Illegal immigration is a huge topic right now across the globe. Every year, thousands of migrants attempt to travel between countries illegally, hitching a ride on various different freight vehicles. For freight companies this can lead to serious problems and costly fines if vehicles aren’t secured against these illegal immigrants.
In the UK, a vehicle driver, owner or hirer can be fined up to £2000 for every ‘clandestine entrant’, a person who hides in or on a vehicle to avoid UK border control, who tries to enter the UK. This law applies to every vehicle entering the UK, whether via sea port or even the Eurotunnel. There are controls in place at each border crossing to try and prevent this. At the Eurotunnel shuttle, there is a 40km perimeter fence around the entire terminal, along with an array of infra-red detectors, thermal detection sensors and hundreds of CCTV sensors. Yet, while borders do have their own security measures, it remains the responsibility of both the driver and the freight company to ensure that certain protocols and measures are taken to prevent such illegal immigration.
The driver of any vehicle must have written instructions on how to use any system to prevent such entrants, with robust security measures that allow the vehicle and any loading space to be secured. Drivers should be given checklists for their vehicle’s security and should have any required training for how to use any security systems and devices, which can include padlocks and other seals. If someone is discovered or suspected to be hiding in your vehicle, you must contact the relevant police authorities or border control if already at a border crossing.

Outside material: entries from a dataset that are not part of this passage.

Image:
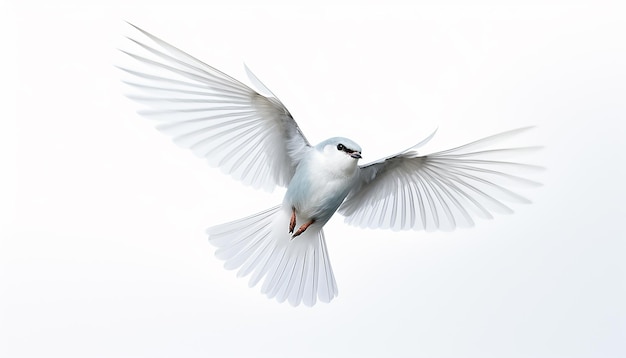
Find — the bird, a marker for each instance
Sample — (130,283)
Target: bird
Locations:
(251,136)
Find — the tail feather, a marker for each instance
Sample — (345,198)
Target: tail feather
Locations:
(296,270)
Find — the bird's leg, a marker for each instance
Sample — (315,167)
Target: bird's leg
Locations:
(303,228)
(292,221)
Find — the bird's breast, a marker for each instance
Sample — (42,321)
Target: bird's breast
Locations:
(316,192)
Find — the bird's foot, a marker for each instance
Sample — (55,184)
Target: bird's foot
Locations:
(303,228)
(292,222)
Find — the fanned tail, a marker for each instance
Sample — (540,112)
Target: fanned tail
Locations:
(296,270)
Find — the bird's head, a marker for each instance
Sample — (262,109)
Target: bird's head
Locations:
(341,153)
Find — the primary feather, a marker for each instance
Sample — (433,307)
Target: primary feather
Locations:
(254,138)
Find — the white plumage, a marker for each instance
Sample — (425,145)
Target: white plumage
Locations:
(254,138)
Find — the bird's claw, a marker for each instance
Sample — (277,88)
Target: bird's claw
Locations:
(302,228)
(292,221)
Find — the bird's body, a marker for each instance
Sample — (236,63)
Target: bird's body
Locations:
(255,139)
(322,181)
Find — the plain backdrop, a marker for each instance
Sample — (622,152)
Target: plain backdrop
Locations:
(102,218)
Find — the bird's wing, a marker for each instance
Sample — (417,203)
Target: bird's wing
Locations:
(438,191)
(252,137)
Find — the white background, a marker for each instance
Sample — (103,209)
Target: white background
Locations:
(103,251)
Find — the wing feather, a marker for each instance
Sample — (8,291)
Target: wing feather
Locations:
(439,191)
(249,136)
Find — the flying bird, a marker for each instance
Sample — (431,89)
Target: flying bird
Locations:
(254,138)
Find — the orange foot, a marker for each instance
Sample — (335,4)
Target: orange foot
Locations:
(303,228)
(292,222)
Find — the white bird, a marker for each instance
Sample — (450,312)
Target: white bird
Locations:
(255,139)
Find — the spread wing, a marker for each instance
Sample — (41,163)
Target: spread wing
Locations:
(438,191)
(252,137)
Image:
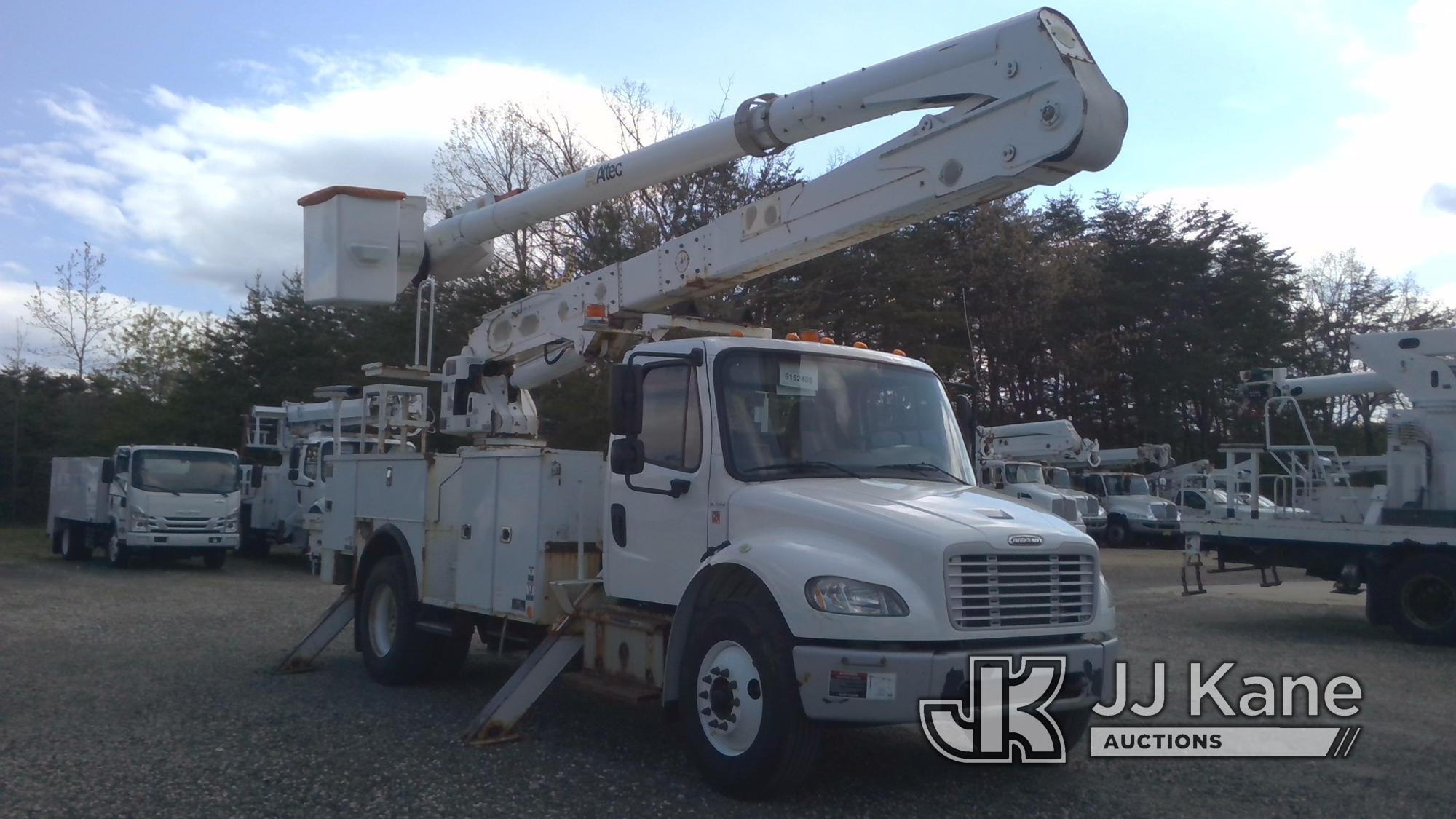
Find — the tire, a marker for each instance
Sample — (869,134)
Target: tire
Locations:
(733,640)
(1119,535)
(117,553)
(1074,726)
(1423,599)
(395,652)
(74,542)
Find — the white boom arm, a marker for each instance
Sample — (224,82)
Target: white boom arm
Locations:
(1024,106)
(1042,442)
(1416,363)
(1157,454)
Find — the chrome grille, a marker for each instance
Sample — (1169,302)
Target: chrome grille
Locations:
(184,523)
(1007,590)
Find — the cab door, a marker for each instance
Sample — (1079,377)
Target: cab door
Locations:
(653,539)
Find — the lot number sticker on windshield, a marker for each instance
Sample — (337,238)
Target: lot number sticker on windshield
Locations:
(800,378)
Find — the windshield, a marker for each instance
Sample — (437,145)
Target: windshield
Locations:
(184,471)
(1024,474)
(806,416)
(1126,484)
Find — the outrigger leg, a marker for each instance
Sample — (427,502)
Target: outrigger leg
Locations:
(339,615)
(497,720)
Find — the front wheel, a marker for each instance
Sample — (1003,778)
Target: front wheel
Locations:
(117,554)
(1423,599)
(740,700)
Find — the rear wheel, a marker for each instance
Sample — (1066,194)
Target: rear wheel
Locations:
(1423,599)
(117,554)
(74,542)
(395,652)
(740,700)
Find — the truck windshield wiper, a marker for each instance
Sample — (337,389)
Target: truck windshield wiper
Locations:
(924,467)
(790,465)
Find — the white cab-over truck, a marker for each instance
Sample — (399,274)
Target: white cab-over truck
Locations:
(167,502)
(787,534)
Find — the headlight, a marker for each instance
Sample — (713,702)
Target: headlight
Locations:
(842,595)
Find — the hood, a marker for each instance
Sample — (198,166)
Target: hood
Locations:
(901,510)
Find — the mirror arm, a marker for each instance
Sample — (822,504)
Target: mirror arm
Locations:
(678,487)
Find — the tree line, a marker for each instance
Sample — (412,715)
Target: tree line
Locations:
(1131,318)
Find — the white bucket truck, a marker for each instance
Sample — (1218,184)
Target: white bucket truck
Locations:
(168,502)
(787,532)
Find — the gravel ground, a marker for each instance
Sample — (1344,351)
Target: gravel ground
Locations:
(148,692)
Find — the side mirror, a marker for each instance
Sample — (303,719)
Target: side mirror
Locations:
(625,404)
(628,456)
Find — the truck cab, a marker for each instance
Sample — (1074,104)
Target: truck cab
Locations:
(1093,513)
(173,502)
(1027,483)
(1132,509)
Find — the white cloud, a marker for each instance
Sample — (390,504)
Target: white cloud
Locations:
(1385,184)
(212,186)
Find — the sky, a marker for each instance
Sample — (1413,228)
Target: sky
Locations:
(177,138)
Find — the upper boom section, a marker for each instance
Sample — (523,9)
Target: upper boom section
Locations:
(1024,106)
(1416,363)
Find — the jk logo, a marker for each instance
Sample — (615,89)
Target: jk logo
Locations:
(1005,716)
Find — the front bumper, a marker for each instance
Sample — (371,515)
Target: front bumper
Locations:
(196,541)
(1154,526)
(858,685)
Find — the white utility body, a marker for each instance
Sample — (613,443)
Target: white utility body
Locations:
(170,502)
(788,532)
(1397,539)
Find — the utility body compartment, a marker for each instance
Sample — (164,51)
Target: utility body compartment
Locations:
(491,529)
(78,493)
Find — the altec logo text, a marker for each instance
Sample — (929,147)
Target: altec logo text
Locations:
(1010,714)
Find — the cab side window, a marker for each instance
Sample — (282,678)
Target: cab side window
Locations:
(672,419)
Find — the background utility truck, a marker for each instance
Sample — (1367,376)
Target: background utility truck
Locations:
(286,502)
(1397,539)
(788,532)
(170,502)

The driver may be interviewed and while they can refuse it is in their interest, and that of the freight company, for them to give as much information as possible at this stage.
While in the UK, illegal immigration via freight is most common in road transport making its way to one of the many UK ports, in the US it is most prevalent in rail freight. Notorious train “La Bestia” or “the Beast” has funneled hundreds of thousands of Central Americans across the US border. Access to the train for immigrants is controlled by armed gangs and while security measures are in place, and there are propositions to increase surveillance and security barriers, in this instance such protocols don’t seem to have any deterrent effect. To combat such illegal immigration via freight in this instance will require more than just security systems and padlocks. This is more of an issue with government regulation and the border controls themselves.
The UK is lucky in that with its status as a series of islands, illegal immigration via freight is far more difficult than elsewhere in the world, such as the USA. There are important measures, however, that still must be taken, or else individuals and freight companies can find themselves at risk of serious fines. By investing in high quality security systems and driver security training, freight companies can protect themselves, their goods and their employees.